Followers of this blog will anticipate the appearance of Michel Foucault at this point. As I have pointed out previously and at length in Losing It, Israel strives to function as a “Westphalian” state. This form of going about things, or “governmental” dispotif, became dominant after the European states stopped fighting over who was to be Emperor and got down to the new business of creating states that are balanced in economy and security across borders in the Treaty of Westphalia in 1648.The state now used its “population” to create these economic and military goods. Before this, for a thousand years, the Emperor functioned according the “pastoral” dispotif like a shepherd who was responsible for the salivation of each and every subject. Of course this theory was often honored in the breach, but the welfare of each subject was in theory the Emperor’s main concern. When we look at Israel’s military, it would be no surprise that the teen “population” is managed purely according to the perceived needs of the army, both during service and at the border of the military, the draft board.
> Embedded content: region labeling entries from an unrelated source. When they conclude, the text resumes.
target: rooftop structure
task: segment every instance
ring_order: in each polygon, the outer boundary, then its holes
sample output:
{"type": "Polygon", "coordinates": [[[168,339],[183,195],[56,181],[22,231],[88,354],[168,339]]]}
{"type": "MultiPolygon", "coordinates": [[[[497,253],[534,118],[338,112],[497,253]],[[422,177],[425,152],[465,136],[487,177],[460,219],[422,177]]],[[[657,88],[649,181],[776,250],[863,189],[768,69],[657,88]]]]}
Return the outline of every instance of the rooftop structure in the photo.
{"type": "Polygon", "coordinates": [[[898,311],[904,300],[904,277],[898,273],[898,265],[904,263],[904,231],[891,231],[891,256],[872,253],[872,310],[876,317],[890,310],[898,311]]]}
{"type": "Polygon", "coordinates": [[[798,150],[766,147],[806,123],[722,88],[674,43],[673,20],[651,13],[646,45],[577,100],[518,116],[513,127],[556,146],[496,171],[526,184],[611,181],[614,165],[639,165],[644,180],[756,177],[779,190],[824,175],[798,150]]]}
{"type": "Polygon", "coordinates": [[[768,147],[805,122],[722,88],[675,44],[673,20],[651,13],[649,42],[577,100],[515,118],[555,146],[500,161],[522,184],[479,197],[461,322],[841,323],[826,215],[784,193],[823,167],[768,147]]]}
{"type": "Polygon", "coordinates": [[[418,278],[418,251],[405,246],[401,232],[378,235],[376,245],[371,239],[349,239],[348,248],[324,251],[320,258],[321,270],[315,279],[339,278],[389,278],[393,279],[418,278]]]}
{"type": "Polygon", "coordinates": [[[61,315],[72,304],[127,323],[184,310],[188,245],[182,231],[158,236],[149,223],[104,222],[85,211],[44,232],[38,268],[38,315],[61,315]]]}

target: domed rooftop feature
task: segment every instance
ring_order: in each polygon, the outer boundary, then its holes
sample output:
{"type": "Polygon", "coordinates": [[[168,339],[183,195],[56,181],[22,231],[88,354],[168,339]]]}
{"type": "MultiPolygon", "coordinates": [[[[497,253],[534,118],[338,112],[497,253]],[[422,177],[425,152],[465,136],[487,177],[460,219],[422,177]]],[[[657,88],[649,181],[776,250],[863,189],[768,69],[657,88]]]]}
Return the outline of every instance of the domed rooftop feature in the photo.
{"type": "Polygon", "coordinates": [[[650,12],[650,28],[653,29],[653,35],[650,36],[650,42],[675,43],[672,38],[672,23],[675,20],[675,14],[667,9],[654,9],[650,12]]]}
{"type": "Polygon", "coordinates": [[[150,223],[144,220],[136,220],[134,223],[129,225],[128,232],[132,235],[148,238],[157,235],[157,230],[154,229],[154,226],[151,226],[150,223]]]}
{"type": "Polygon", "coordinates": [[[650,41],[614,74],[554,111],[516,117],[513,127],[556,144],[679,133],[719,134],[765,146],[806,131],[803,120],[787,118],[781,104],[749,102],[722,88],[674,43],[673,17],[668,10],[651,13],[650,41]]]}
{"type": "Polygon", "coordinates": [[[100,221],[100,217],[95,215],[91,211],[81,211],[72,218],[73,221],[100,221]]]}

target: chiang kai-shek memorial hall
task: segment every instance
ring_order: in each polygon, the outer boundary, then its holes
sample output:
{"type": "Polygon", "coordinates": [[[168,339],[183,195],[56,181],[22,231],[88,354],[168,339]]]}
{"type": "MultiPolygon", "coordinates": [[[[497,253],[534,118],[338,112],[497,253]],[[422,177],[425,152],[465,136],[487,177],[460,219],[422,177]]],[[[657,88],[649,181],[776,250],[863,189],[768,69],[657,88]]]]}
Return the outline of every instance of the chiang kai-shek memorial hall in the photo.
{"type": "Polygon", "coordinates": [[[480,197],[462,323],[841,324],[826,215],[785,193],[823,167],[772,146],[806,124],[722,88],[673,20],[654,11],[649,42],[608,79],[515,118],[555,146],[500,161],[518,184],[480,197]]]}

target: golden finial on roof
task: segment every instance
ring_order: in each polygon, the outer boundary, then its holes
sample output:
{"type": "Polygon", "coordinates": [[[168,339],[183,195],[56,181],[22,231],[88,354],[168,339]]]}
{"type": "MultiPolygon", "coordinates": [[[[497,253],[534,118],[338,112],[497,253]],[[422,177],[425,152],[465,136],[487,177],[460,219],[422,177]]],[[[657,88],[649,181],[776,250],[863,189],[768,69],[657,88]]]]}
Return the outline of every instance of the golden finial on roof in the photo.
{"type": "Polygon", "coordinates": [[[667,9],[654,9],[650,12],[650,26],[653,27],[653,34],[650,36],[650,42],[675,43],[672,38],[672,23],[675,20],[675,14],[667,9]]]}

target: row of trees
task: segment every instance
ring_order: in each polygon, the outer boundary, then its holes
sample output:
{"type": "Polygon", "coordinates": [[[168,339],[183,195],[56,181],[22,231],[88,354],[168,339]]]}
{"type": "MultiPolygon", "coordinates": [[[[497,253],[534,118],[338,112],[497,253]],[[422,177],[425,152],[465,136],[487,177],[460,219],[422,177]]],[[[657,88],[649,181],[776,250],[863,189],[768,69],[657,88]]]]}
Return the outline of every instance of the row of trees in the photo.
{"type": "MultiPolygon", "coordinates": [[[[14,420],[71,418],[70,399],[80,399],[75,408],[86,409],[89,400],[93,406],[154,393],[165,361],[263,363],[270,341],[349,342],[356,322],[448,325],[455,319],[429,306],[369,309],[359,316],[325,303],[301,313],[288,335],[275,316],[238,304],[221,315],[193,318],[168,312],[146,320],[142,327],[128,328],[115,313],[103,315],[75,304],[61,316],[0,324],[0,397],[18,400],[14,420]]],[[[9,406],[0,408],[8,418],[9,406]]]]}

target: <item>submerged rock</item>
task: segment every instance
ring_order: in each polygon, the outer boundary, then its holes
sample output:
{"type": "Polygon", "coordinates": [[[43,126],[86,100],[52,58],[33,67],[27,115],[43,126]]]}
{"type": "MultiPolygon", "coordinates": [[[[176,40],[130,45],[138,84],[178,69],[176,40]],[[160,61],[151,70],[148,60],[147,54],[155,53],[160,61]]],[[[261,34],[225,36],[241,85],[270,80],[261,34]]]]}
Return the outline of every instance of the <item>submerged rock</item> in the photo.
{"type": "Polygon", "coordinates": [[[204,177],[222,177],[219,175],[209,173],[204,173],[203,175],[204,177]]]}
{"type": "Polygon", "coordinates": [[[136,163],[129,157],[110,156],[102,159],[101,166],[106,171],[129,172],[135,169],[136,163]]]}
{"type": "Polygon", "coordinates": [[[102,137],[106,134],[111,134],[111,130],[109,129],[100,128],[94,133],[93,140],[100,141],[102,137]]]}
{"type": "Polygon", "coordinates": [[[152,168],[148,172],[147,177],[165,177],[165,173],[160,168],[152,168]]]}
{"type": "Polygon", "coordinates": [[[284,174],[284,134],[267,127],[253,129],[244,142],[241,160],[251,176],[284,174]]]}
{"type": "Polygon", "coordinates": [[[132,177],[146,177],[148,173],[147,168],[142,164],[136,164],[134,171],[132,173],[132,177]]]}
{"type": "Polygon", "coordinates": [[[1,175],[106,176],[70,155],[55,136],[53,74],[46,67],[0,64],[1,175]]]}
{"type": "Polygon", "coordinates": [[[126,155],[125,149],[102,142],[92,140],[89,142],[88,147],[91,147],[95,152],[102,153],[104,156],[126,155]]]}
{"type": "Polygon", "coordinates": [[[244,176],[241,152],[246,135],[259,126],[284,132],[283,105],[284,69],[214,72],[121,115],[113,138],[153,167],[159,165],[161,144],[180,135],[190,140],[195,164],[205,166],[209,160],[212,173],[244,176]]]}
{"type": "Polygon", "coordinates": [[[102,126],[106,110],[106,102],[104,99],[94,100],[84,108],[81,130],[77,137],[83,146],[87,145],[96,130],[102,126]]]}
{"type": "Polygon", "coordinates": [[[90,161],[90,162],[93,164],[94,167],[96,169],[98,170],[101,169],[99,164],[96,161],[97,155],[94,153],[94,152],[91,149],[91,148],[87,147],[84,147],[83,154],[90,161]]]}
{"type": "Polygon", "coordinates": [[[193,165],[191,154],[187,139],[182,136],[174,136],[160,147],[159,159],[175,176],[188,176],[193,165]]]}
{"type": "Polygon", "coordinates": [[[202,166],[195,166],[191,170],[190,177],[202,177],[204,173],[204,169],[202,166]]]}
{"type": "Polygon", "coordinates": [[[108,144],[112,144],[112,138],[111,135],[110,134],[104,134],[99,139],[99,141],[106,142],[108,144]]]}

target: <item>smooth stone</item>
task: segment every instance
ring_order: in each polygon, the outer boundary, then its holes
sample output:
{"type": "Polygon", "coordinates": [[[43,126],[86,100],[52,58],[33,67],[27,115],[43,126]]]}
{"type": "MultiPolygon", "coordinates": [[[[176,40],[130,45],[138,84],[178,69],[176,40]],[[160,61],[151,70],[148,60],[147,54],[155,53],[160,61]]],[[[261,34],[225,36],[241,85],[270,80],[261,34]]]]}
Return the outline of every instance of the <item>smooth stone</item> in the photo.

The “Westphalian” state usually claims that its function is pastoral, especially around elections, but its dispotif is in fact “governmental.” The draft board is simply a blatant example of the stark contrast between pastoral claims – such as an expectation that the induction process consider its impact especially on vulnerable teens who do not serve – and the brutal governmental fact that if you do no serve, the State has no need for you and hence no interest in you and how your non-induction affected you emotionally.
As a physician and therapist, my concern is pastoral. My letters to the draft board are an anachronism, making pastoral claims to a governmental State. The KaBaN at the draft board is in the unenviable position of exposing the harsh governmental approach towards its teen population to a citizenry encouraged to believe that individual welfare of “our children, our future” is an important piece in the State’s puzzle. In fact, it is a piece of some other illusory puzzle. At the extremes, both my patient who by-passed the draft board KaBaN in order to serve in a combat unit and my patient who had to suffer for a year because of the stubborn insistence that such a KaBaN look at him for 10 minutes were dealing with the same boundary between pastoral illusion and governmental reality. Should one insist (I was once such an one) that it is in the long term interest of the State that both young men be approached with appropriate clinical judgment, that naïve one would be ignoring the stark fact that all quantitative measures, both military and especially economic, are managed by the quarter. Development emotional concerns do not run at this pace. The “Army” way simply places in blatant and bold relief the contrasts – and absurdities – of how a society bound by to governmentality while claiming pastorality treats its young men and women.